An advanced example

In this part, we will use an example of a protein to illustrate how to conduct MD simulations in real-world research.

Building Model

Again, we use the BO approximation to construct models for proteins. These models include information on bond types, atom types, and force field parameters for various interactions. We usually need the following files:

  • topology (topol.top for example): Contains molecular bonding information, molecular type information, and atomic type information

  • force field (forcefield.itp for example): contains chemical bond equilibrium positions, chemical bond force constants, non-bond force constants, etc.

  • Commonly used force fields are as follows:

    • Amber

    • Charmm

    • Gromos

    • OPLS

  • So far there is no unified database or maintenance of methods for force fields, and each force field is maintained by each company or organization. Developing a force field is a difficult and nuanced process.

Solvent

Unlike systems in vacuum, proteins generally exist in solvents. We therefore need to account for and model the solvent. We can do this in two ways:

  • Explicit solvent model. It is often used in all-atom simulations, that is, directly introducing solvent molecules into the system. The force field parameters for solvent molecules are usually included in the force field file. Commonly used models for water are SCP, TIP3P, TIP4P, etc.

    • Advantages: Similar to the actual physical process, the results are more accurate. It can describe solvent-involved processes (e.g. protein-ligand binding). It can also explicitly describe solvent effects such as hydrogen bonding.

    • Disadvantages: high computational complexity. A system usually contains hundreds or thousands of solvent molecules.

  • Implicit solvent model. The effect of the solvent on the solute is described by a continuous electric field model. The Generalized Born model is an example of commonly used model.

    • Advantages: low computational complexity, no need to introduce additional solvent molecules.

    • Disadvantages: Imprecise, solvent-involved reactions cannot be described.

  1. Periodic Boundary Conditions:

    Due to limited computation resources it is impossible for us to simulate an infinitely large system, nor to simulate infinite steps. For a protein system, tens of thousands of atoms already require a lot of calculations (the required calculation time is measured in days), but this is still far less than Avogadro’s constant(\(10^{23}\)).

    However, simulating a small system will be seriously affected by the interface and cannot reflect the properties of the bulk phase.
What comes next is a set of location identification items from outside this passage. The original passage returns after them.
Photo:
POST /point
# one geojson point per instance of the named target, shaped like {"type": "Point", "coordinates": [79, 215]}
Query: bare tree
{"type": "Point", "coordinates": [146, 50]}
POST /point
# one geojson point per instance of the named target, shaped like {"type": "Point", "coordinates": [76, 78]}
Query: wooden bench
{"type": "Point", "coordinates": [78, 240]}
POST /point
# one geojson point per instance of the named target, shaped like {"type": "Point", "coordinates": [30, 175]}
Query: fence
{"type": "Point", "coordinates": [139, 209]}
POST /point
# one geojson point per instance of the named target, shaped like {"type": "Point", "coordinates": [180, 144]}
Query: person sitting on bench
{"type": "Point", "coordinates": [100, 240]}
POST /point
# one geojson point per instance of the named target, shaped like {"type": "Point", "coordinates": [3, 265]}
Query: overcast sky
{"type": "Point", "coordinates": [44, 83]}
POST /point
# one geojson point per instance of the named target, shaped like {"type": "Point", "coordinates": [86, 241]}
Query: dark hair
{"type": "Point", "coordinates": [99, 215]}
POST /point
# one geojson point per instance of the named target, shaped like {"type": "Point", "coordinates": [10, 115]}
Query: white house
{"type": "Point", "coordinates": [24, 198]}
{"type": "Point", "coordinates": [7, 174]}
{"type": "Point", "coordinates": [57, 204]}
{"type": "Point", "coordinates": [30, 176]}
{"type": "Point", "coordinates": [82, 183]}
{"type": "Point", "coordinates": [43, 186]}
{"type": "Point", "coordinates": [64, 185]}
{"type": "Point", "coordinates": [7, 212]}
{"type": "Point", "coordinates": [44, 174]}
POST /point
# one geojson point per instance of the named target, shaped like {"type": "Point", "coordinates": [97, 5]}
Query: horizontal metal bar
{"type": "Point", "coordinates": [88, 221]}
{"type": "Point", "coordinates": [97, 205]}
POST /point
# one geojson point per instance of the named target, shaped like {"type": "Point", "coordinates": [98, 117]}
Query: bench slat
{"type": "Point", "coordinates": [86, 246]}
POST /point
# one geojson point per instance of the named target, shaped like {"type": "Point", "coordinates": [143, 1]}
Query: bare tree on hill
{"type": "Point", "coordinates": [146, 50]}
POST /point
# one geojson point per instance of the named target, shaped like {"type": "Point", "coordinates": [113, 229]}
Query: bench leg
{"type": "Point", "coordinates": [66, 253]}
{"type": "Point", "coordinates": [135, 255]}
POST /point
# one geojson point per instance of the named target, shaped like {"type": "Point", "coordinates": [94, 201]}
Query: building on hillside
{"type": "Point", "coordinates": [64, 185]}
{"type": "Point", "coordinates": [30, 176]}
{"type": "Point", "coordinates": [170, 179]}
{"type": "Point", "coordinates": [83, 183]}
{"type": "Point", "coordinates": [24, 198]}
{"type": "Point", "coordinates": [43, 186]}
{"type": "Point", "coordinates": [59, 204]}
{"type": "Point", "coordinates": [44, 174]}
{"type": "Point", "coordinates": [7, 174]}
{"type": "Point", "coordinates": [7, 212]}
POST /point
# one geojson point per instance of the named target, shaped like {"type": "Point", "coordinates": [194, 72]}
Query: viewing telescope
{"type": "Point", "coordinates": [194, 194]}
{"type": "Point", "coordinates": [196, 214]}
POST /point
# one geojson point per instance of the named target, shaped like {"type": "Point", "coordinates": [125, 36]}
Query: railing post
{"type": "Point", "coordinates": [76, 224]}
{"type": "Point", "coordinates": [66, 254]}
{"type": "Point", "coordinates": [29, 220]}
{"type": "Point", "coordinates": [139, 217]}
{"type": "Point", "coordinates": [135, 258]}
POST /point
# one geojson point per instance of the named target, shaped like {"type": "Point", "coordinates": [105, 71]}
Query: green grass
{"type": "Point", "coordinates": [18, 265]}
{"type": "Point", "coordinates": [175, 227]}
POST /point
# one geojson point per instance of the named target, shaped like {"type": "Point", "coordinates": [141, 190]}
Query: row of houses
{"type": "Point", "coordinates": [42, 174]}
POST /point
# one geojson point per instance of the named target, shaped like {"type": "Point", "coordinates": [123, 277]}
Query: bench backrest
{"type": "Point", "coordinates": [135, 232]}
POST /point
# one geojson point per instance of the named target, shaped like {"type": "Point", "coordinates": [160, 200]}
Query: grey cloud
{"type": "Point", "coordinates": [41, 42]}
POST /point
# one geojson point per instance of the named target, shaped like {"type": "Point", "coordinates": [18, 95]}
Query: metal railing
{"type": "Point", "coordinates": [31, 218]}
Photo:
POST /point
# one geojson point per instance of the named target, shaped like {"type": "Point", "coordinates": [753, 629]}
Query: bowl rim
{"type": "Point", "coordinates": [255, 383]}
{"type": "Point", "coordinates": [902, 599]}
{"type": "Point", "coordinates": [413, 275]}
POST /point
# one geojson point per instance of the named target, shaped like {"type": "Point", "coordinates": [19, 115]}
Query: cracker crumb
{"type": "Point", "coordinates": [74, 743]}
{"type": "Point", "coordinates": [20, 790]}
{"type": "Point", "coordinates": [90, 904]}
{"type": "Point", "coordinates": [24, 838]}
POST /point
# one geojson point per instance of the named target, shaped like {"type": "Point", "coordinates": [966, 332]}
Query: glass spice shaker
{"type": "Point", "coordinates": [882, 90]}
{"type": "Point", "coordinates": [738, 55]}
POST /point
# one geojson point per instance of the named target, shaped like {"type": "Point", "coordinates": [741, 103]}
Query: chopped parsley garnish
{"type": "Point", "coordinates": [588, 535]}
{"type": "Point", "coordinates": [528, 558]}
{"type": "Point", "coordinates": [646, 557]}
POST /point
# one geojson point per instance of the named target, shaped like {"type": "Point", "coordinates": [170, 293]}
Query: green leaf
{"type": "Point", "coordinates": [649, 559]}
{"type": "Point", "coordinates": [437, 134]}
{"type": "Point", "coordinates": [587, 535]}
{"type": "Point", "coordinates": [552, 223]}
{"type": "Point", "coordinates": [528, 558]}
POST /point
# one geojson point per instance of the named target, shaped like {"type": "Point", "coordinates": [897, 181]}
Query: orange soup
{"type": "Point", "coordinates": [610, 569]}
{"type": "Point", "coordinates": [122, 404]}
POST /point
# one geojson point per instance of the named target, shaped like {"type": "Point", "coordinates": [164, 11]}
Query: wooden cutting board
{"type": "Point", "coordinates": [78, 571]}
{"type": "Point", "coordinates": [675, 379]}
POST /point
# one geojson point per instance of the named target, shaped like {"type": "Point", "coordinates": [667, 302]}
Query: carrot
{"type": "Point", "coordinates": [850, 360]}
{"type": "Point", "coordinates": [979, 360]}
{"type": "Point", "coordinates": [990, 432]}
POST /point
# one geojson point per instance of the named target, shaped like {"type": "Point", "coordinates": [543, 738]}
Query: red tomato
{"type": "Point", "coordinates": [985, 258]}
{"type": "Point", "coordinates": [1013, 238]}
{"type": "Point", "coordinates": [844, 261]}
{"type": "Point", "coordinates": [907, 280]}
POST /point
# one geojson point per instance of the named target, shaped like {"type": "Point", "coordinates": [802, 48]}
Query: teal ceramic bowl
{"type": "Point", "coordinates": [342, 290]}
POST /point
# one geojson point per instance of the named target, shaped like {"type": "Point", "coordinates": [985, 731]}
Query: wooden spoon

    To solve this problem, we often use periodic boundary conditions. We confine the system of interest in a box and assume the properties of the actual system can be approximated by an virtual infinite system of repeating side-by-side lattices. If the molecule passes through the box boundary, it will re-enter the box from the opposite boundary, forming a periodic space.


Figure 1: Periodic system

  1. Preparation for simulation

    Next, you need to prepare the conformation files of the protein and water molecules. Typically, protein structure files are generated by PDBs, then converted into a format that can be read by molecular dynamics software.

    We also need to prepare simulation parameter files, in which you need to set:

    • temperature

    • time interval and duration for simulations

    • the integrator/numerical algorithm, the ensemble for simulations

    • the temperature/pressure controller

    • the output-frequency and content of output files

  2. Simulation Commonly used MD simulation software in current research are as follows:

    • Amber [1]

      • Commercial software. There is a free version and a high-performance optimized commercial version. The code is closed source and highly engineered. It supports most MD functions and plays an important role in the simulation of protein systems. Amber is often used in simulations of biological systems.

    • Gromacs [2]

      • Open-source MD simulation software. The latest release is the Gromacs 2022 release version. With efficient GPU optimization, there is a good developer community for Gromacs. This is mostly used for biological system simulation.

    • OpenMM [3]

      • Molecular dynamics simulation software with Python interfaces. Modules are implemented by calling functions from the Python command line, which can directly involve deep learning frameworks such as PyTorch. However, its compatibility has not been fully developed. Mostly used for biological system simulation.

    • Lammps [4]

      • MD software for material simulations.

    Most MD software is fully optimized on GPU devices, which can provide greater efficiency than CPU devices. Another program, Charmm, can be used for preparing structures for MD but it can not be used for simulations.

    In addition, most software is compatible with other formats of force fields; for instance, Gromacs is compatible with Amber or Charmm force fields.